Nicole Degbo a plus de 20 ans d’expérience acquise au sein de deux grands groupes américains (notamment le Groupe Korn Ferry) dans le domaine de la gouvernance. Depuis 2016, elle dirige La Cabrik, fabrik de gouvernance stratégique et humaine dont la vocation est d’accompagner les transformations pour relier l’économie à l’humain, avec par ailleurs un savoir-faire dans les situations de crise de gouvernance. Elle est également auteur du livre « Recrutez-vous ! La jungle de l’emploi de A à Z. » de La Cabrik Edition (en vente sur le site internet lacabrik.com).
« Pas à pas, avec audace. » Blue Origin
En cette sortie de crise, il y a un consensus pour le changement. Le monde d’après est un leurre, mais la société sait qu’elle doit inévitablement bouger pour éviter le pire : une crise sociale d’ampleur.
La société se fissure et le début des débats des présidentielles montrent la crispation de la société, jusqu’au ressentiment. La rumination des vies est la matière première des discours politiques vide du reste.
Alors, dans un mouvement de désespoir, les français déportent leurs espérances sur les entreprises ; en effet, 67%* des français attendent des chefs d’entreprise qu’ils agissent en co-responsabilité avec le gouvernement pour changer le système.
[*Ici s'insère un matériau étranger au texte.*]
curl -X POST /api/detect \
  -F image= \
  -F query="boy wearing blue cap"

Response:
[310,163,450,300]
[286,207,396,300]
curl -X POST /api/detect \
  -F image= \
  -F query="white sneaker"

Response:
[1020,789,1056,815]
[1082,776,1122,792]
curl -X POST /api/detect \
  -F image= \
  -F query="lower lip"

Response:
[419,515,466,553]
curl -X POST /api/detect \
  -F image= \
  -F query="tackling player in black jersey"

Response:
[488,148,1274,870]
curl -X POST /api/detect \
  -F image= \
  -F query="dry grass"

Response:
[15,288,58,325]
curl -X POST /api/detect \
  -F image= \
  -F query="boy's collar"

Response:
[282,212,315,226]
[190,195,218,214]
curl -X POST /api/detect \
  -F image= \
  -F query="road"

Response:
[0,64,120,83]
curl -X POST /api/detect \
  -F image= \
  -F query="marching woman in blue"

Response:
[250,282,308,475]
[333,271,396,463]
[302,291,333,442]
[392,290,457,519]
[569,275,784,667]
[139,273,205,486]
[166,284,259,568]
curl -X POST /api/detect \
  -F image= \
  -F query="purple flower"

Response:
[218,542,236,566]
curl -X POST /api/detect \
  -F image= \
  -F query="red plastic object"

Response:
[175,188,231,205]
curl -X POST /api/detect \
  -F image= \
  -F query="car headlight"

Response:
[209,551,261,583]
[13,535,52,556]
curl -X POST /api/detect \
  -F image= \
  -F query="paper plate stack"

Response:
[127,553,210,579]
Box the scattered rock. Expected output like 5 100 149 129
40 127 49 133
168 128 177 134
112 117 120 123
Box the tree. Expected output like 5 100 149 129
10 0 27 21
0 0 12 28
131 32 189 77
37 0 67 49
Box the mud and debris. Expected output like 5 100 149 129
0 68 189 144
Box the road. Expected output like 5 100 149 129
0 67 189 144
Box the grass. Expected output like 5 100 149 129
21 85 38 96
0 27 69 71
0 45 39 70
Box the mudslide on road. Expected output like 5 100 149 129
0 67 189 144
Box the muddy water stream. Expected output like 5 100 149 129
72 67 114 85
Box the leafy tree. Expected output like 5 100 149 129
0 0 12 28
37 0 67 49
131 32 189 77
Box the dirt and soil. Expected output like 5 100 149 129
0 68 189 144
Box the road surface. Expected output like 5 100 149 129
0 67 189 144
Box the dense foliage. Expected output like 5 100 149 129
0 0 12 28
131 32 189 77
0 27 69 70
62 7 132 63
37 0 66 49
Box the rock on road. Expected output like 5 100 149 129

Conscientes de ces attentes, les entreprises tentent une ruée vers la raison d’être ; de quoi s’agit-il ? La loi Pacte de 2019** intègre la notion de gouvernance morale des entreprises en proposant trois leviers graduels et complémentaires pour incarner autre chose que l’économie : introduire une raison d’être dans les statuts de l’entreprise ; définir des engagements sociaux et environnementaux ; créer un comité de mission pour co-piloter l’ensemble avec les instances de direction.
Mais est-ce si simple ? Il faut regarder les choses avec lucidité, noter la tentative, mais constater que l’effort est à géométrie variable. De la même manière que différents concepts de l’entreprise agile ou libérante, à défaut d’être libérée, ont été tendance, la raison d’être prend le relais.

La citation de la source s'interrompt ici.